Ludi wrote:There go the forests.
mos6507 wrote:Ludi wrote:There go the forests.
Who says you have to make a tall ship in the 21st century out of lumber?
entropyfails wrote:I would imagine that autonomous wind vessels would be the real win in the modern era. You don't have to feed a crew (maybe you need to keep a captain on board for legal reason, maybe have a group of captain that can board as the ship approaches national waters.) You don't have to care as much about how long it takes or loosing ships (thus making for far cheaper insurance after the technology is proven) If you make them out of polymers they would be much cheaper than old wooden ships too.

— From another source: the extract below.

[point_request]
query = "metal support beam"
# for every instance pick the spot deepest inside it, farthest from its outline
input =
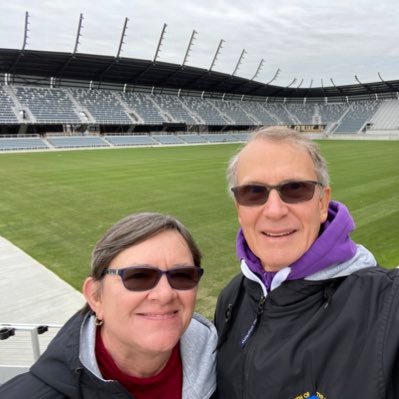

Of course, no one has designed such a ship nor the control systems to operate it. But that is mostly engineering at this point. The science behind all of that is sound, well known, and "plug-in" ready. It is more of a situation where we are in a race, the runners are circling the track, but we haven't even noticed the starting gun has fired.
JPL wrote:Huh???
When I last read my history books, the technology was pretty well perfected. Looks like this:
BTW: The computer-controlled version doesn't work too well but the tried & tested one with 40 sailors, plenty of rope, a steel-jawed captain, tar & salt beef used to work just fine.
Get you anywhere in the world. Just not in luxury. And, yes, there were real pirates 200 years ago. That was part of the fun of it (grin).
JP
entropyfails wrote:JPL wrote:Huh???
When I last read my history books, the technology was pretty well perfected. Looks like this:
BTW: The computer-controlled version doesn't work too well but the tried & tested one with 40 sailors, plenty of rope, a steel-jawed captain, tar & salt beef used to work just fine.
Get you anywhere in the world. Just not in luxury. And, yes, there were real pirates 200 years ago. That was part of the fun of it (grin).
JP
40 sailors take a lot of money to feed, maintain and insure. The open ocean is fairly easy to navigate as it has few physical impediments to get in your way. The only issue is how the boat handles in a storm. A well placed X-Prize would go a long way in this domain.
A company with robotic controlled ships will easily out-compete a company employing 40 people per ship. As far as techno-fixes go, this would be a good opportunity for someone to exploit.
*cough* I disagree.entropyfails wrote:I would imagine that autonomous wind vessels would be the real win in the modern era. You don't have to feed a crew (maybe you need to keep a captain on board for legal reason, maybe have a group of captain that can board as the ship approaches national waters.) You don't have to care as much about how long it takes or loosing ships (thus making for far cheaper insurance after the technology is proven) If you make them out of polymers they would be much cheaper than old wooden ships too.
...
entropyfails wrote:JPL wrote:Huh???
When I last read my history books, the technology was pretty well perfected. Looks like this:
BTW: The computer-controlled version doesn't work too well but the tried & tested one with 40 sailors, plenty of rope, a steel-jawed captain, tar & salt beef used to work just fine.
Get you anywhere in the world. Just not in luxury. And, yes, there were real pirates 200 years ago. That was part of the fun of it (grin).
JP
40 sailors take a lot of money to feed, maintain and insure. The open ocean is fairly easy to navigate as it has few physical impediments to get in your way. The only issue is how the boat handles in a storm. A well placed X-Prize would go a long way in this domain.
A company with robotic controlled ships will easily out-compete a company employing 40 people per ship. As far as techno-fixes go, this would be a good opportunity for someone to exploit.
Commanding_Heights wrote:
And who's going to stop the pirates?
mos6507 wrote:And before anyone mentions it, the sky sails thing is actually a pretty poor application of wind technology since it only works when the wind is blowing in the same direction the ship is going.
cube wrote:A sailing ship's hull has to be structurally designed / reinforced to handle these forces at great cost. MUCH more so then a regular ship.
mos6507 wrote:cube wrote:A sailing ship's hull has to be structurally designed / reinforced to handle these forces at great cost. MUCH more so then a regular ship.
Can you put a number on "at great cost".